Craft / Tables · Americana Sunset
A calm, happy wind-down: a red-and-blue watercolor "sunset over our town" — brush on water, drop in color, watch it spread. A gentle rule keeps a little waiting in it: add the next color only on GO, taking turns with the brush. A pretty keepsake to send home from parade day.
Materials — watercolor paper, red/blue watercolor, big brushes, smocks.
Handwash / bathroom. Quick wash and reset.
Music & Movement · Parade Encore
One last joyful round of the marching song and shake-and-stop — a familiar, happy victory lap indoors. Let them lead the stops.
Centers
Calm, open centers to decompress after the big morning. The helper corner, instrument basket, and float stay out for quiet exploring.
Handwash / bathroom. Wash up for lunch.
Fixed
Lunch
A happy, social meal.
Handwash / bathroom. Wind-down begins.
Closing Circle
Soft play into a calm closing song before a well-earned nap.
Fixed
Nap / Quiet Time
A deep nap after a big week.
Wake-up · handwash / bathroom. Gentle waking.
Fixed
Afternoon Snack
Refuel.
Outdoor Activity / Play (hot window)
Peak heat — light and shaded; gentle, quiet play to close the week (no parade activity here — that lived in the cool morning).

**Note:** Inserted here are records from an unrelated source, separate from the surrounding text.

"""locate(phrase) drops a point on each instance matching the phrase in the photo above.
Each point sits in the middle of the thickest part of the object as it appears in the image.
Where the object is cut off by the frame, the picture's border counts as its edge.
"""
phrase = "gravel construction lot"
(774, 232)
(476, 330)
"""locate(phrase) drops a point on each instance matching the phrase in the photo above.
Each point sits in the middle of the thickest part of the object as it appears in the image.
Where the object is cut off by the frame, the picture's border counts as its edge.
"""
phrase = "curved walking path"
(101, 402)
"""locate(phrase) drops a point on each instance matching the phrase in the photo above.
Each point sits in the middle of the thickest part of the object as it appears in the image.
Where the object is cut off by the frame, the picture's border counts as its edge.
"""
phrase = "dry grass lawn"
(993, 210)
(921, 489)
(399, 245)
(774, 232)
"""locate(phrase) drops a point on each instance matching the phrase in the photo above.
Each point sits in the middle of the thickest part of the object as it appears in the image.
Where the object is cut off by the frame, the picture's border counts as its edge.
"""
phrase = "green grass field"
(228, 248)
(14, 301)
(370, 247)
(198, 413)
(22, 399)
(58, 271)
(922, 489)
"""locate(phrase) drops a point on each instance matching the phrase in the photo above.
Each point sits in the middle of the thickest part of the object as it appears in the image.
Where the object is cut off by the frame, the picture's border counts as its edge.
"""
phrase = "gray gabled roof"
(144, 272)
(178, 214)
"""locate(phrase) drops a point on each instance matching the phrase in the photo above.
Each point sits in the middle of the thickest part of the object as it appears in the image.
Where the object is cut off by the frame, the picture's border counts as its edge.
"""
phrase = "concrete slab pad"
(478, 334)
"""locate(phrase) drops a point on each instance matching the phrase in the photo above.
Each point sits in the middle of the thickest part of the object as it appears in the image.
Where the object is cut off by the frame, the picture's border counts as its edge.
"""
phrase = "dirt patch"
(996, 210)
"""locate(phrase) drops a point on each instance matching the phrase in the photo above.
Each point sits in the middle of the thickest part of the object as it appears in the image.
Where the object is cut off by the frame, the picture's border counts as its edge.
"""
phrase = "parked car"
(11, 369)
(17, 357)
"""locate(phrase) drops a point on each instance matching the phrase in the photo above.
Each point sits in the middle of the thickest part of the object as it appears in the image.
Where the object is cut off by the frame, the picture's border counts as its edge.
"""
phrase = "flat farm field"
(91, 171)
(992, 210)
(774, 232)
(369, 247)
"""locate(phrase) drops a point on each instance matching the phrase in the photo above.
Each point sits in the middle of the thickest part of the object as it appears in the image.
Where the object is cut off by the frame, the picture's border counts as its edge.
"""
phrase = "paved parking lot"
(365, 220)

Handwash / bathroom. Tidy hands and faces.
Cleanup & room reset. Cleanup song; gather flag wands and shakers. Send keepsakes home.
Closing Circle
A proud goodbye: "We had our parade!" Remind families we're closed tomorrow, Friday July 3 — see you next week. Send them off happy with their sunset keepsakes.
Combined Active Engagement — Departure. Soft combined play; share parade photos at warm handoffs.